Formal memory support bumps up to DDR4-2667 from DDR4-2400, though the performance advantage from the shift isn’t likely to be huge. At first glance, the huge kicks on turbo clocks are quite impressive, with gains of 15-20 percent and no change in TDP. But Intel’s TDP’s figures are calculated at base clock and refer to how much power the CPU’s cooling solution needs to be able to dissipate, not the power consumption of the chip.
The frequency gains are huge on paper but we don’t know anything about how well they translate into real-world performance. Intel no longer discloses its per-core boost clocks, meaning the new Core i7-8565U could have a huge single-core boost to give it a marketing shine, only to duplicate the clock behavior of the Core i7-8550U at every other point.
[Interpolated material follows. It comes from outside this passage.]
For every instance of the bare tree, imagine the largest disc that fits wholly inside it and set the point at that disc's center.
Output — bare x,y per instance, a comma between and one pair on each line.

Of course, it’s also possible that the opposite is true. Intel could have tweaked these chips to be more aggressive about keeping their clock rates, in order to create a larger gulf between them and their predecessors. The company now offers OEMs a great deal of flexibility when setting clock speeds and skin temperature points. This can lead to erratic performance in some cases and to scenarios in which laptops throttle below their minimum advertised clocks in others and makes it even more difficult to determine when a product is or is not an upgrade.
There’s another wrench in the works, however, and it’s this: It’s been common short-hand to refer to Intel’s 8th Generation as being based on Coffee Lake, but that’s not strictly accurate. When Intel launched its 8th Generation a year ago, it told us that the new mobile chips were based on “Kaby Lake Refresh,” as opposed to Coffee Lake. That meant the Core i7-8650U, i7-8550U, i5-8350U, and i5-8250U are all built on Intel’s original 14nm refresh, 14nm+. Coffee Lake hit higher clocks than Intel’s first 14nm+ refresh, and those benefits could have carried over into mobile — but without knowing what turbo clocks Intel set for itself, we just don’t know. The higher turbo clocks should improve system responsiveness in short bursts, even if the overall clock frequencies haven’t been tweaked much beyond the single-core boost.